MR Dictionary

An MR method applied to data comprising related individuals (e.g., sibling pairs or parent-offspring trios) within individual-level data to overcome possible biases that may arise when applying MR within unrelated individuals such as assortative mating, dynastic effects and population stratification.

MR relies on the assumption that alleles are randomly allocated from parents to offspring. However, in traditional MR studies of an exposure and outcome using data comprising unrelated individuals, the random inheritance of genetic information from parents to offspring does not always guarantee that there will be no confounding of the associations between genetic variants and the exposure or outcome of interest. Using data from related individuals (e.g., sibling pairs or parent-offspring trios) can account for genotypic and phenotypic differences between families that may be due to variation in allele frequencies relating to assortative mating, population-level structure variation in ancestry and differences in phenotype due to family environment relating to dynastic effects.
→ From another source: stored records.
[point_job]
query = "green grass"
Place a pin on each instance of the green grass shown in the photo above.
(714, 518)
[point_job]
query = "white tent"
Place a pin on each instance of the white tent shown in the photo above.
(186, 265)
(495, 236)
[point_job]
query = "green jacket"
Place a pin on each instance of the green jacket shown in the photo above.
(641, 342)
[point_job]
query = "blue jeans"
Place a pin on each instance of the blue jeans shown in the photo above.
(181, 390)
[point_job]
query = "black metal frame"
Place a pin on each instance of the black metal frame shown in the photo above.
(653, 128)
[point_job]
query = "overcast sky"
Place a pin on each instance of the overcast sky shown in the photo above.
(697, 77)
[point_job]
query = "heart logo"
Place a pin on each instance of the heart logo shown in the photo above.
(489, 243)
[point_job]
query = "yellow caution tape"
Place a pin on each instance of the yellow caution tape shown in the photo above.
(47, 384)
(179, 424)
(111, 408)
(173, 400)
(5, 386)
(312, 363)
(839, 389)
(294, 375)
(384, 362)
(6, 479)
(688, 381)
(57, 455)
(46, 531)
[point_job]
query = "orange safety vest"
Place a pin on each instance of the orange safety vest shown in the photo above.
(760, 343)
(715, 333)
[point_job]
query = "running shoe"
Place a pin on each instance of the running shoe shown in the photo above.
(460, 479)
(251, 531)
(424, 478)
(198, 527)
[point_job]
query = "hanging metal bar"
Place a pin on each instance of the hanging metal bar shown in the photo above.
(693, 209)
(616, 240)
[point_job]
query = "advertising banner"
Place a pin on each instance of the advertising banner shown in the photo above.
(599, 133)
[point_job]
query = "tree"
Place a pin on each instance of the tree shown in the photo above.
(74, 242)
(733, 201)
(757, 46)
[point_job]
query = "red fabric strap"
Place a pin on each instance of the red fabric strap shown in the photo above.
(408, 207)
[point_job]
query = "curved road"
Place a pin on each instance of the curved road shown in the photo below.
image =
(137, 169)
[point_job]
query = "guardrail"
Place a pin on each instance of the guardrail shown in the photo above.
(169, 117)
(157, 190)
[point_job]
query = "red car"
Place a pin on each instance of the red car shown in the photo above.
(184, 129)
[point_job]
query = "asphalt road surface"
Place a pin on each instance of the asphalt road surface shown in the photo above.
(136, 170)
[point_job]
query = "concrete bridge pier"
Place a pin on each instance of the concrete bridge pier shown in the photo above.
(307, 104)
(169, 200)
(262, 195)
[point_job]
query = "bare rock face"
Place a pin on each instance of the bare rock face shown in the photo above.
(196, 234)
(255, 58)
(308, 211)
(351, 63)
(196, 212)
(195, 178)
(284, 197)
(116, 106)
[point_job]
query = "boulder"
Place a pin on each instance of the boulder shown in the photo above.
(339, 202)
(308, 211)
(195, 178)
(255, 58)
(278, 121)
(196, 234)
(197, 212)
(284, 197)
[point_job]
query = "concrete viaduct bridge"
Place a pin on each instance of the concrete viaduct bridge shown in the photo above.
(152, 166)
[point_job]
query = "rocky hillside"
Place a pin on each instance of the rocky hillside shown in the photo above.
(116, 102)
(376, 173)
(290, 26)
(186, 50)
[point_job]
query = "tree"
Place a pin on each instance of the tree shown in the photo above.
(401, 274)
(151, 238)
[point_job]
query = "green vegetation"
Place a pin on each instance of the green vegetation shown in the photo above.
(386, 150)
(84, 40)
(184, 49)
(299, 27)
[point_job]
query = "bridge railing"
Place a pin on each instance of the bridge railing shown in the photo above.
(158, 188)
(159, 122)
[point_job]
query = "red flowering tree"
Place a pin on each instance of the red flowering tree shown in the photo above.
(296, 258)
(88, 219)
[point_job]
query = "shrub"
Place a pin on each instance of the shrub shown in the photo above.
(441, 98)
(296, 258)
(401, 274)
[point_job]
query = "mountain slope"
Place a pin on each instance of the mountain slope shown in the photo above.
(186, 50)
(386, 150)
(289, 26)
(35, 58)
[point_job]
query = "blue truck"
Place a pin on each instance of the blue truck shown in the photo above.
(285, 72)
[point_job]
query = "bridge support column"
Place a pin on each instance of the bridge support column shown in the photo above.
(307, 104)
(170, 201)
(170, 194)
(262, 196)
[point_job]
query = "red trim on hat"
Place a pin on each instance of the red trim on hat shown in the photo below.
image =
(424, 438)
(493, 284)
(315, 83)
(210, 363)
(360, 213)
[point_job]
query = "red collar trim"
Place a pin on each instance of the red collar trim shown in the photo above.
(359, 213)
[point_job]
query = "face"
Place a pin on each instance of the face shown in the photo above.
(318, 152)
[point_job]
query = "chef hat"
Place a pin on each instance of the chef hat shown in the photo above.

Therefore, family-based studies can be used to overcome some of the limitations of MR due to these biases. Within-family designs are therefore a useful tool for strengthening causal inference, especially when compared to other studies using different methodologies (such as conventional observational epidemiological designs and MR within unrelated individuals). However, given the large-scale individual-level data that are required for such analyses, the main limitation of these designs is that there are far fewer samples with the required data structure than exists for unrelated individuals.